Mit der Erdkunde begann schon lange vor Schlözer der Geschichtsunterricht. Auch die Geschichten der Erfindungen sind generell nicht neu (Polydor Vergilius), scheinen aber im Geschichtsunterricht zuvor nicht prinzipiell behandelt worden zu sein. [6] Alle genannten Sachkategorien hielten sich recht lange im Unterricht, meist als Vortrab zur Geschichte der Vorzeit oder in diese integriert, z. B. bei dem Schweizer Schulbuchautor Emil Spieß: "Welt und Heimat im Lauf der Zeiten geschildert", Einsiedeln 1939-1940.

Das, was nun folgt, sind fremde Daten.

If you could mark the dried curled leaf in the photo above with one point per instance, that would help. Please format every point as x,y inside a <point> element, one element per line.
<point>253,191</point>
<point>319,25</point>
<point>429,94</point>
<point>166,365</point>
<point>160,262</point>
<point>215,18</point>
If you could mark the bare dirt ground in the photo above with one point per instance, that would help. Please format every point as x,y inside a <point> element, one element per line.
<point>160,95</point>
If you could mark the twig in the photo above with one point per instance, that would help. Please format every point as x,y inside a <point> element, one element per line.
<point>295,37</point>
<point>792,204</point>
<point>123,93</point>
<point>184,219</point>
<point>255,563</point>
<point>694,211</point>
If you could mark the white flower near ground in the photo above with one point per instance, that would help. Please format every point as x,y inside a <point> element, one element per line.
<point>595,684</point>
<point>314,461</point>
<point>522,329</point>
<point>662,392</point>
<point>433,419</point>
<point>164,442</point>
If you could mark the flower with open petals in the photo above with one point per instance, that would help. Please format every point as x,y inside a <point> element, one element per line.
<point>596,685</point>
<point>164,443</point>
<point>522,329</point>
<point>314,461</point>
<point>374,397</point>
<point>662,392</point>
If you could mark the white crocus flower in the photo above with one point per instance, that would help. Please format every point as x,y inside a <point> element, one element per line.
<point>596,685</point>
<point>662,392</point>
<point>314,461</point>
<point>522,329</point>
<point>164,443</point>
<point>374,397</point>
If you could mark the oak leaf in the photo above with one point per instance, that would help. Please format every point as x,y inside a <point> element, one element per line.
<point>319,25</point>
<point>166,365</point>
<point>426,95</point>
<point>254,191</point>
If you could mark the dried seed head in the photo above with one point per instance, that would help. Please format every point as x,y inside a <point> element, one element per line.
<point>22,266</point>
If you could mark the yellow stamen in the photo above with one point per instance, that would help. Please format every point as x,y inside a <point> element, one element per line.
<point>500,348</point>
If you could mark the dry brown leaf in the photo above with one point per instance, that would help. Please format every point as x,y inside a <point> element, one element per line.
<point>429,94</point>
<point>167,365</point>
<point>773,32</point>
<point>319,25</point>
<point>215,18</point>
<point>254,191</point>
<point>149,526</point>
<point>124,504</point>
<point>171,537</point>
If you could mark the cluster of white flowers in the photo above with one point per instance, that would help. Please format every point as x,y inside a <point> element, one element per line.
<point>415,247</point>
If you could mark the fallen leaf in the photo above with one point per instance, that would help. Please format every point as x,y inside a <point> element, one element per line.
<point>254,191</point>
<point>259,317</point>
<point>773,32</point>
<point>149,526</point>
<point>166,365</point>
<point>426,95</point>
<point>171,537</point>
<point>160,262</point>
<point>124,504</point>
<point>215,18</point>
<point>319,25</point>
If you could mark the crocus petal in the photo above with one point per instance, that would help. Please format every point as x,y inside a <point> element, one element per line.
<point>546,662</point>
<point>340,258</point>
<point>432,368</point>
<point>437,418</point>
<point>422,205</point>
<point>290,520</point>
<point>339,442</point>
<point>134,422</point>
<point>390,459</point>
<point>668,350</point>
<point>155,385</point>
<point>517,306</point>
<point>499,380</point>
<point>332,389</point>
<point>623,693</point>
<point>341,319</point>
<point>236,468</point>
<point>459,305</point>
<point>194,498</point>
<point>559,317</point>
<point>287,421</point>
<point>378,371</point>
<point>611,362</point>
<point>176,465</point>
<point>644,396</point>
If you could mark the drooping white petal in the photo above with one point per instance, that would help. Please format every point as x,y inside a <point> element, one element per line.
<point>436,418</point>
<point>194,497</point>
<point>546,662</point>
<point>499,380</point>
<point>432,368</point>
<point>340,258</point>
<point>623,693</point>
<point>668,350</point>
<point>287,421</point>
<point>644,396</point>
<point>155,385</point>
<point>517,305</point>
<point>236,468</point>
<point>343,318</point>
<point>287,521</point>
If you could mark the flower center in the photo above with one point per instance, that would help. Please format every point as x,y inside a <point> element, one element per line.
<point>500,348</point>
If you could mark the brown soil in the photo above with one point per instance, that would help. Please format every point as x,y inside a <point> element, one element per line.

Gottes Schöpfungsakt begründet für Schlözer die Gleichheit aller Menschen, die durch seinen starken Europa- und Gegenwartszentrismus eine starke Spannung zur real erlebten oder vermuteten Unterschiedlichkeit aufbaut. Diese entlädt sich in starkem Fortschrittsglauben sowie impliziter und expliziter Kritik an politischen und religiösen Zeitumständen, stets gewahr, deswegen Vorwürfe parieren zu müssen (vgl. die Ausführungen über "echte" Ketzer, 72f., vgl. 90, 119). Fortschritt ist Bildung, und für die Bildung stehen die Erfindungen, die zumeist in den letzten 600 Jahren erfolgt seien (128). Diesen Zeitraum zurückgehend, findet man allerdings Thomas von Aquins Konzept des profectus cognitionis. [7]

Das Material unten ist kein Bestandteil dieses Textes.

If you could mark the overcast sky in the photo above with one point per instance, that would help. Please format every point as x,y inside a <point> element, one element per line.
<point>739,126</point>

Dass Fortschritt zu denken und Fortschritt zur Grundlage eines historiographischen Konzepts zu machen zweierlei sind, deutet sich an und lenkt dazu über, Schlözers Text als Zeugnis seiner Zeit einzuschätzen. Europa ist der führende Erdteil und jeder Rückschritt unmöglich, doch die Begründung dafür bleibt er schuldig (134). Dabei ist dieser Kontinent offenbar selbst inhomogen, ambivalent: Aus dem Süden kennt man die Inquisition, allerlei Seltsames und insbesondere das Dolce far niente, dem Göttinger Professor besonders suspekt (64, 128). Die Ambivalenz seines Fortschritts erlebte Schlözer 1806 ganz unmittelbar: Das eigentlich als "Glück" (83) zu bezeichnende Aufhören der Wahlmonarchie in Deutschland (so im gegenüber 1779 neu eingefügten § 39a) ist doch, ein paar Seiten später, einem "Abgrund von Schande, Schmach und Elend" gewichen: Die deutsche Geschichte ist zu Ende (129). Ebenso unbestimmt ist das Verhältnis seiner Universalgeschichte zum Alten Testament, ganz konkret: Ist die Bibel Geschichtsschreibung oder gänzlich zu historisierender Text? Gelesen als Dokument steht Schlözers "Vorbereitung" damit unmittelbar vor Hegel, der als erster darlegte, wie der Fortschritt als unumkehrbar gedacht werden kann. Hier liegt also ein überaus sprechendes Dokument des Übergangs vor, das die beiden Herausgeber neu zugänglich gemacht und dabei gezeigt haben, wie sinnvoll man eine solche Edition in die durch neue Medien veränderte Wissensgesellschaft integrieren kann - in deren Geschichte Schlözer unzweifelhaft gehört.
Anmerkungen:
[1] Kurt Flasch: Historische Philosophie. Beschreibung einer Denkart (Philosophie hat Geschichte 1), Frankfurt am Main 2003; ders. Theorie der Philosophiehistorie (Philosophie hat Geschichte 2), Frankfurt am Main 2005, hier Bd. 2, 280.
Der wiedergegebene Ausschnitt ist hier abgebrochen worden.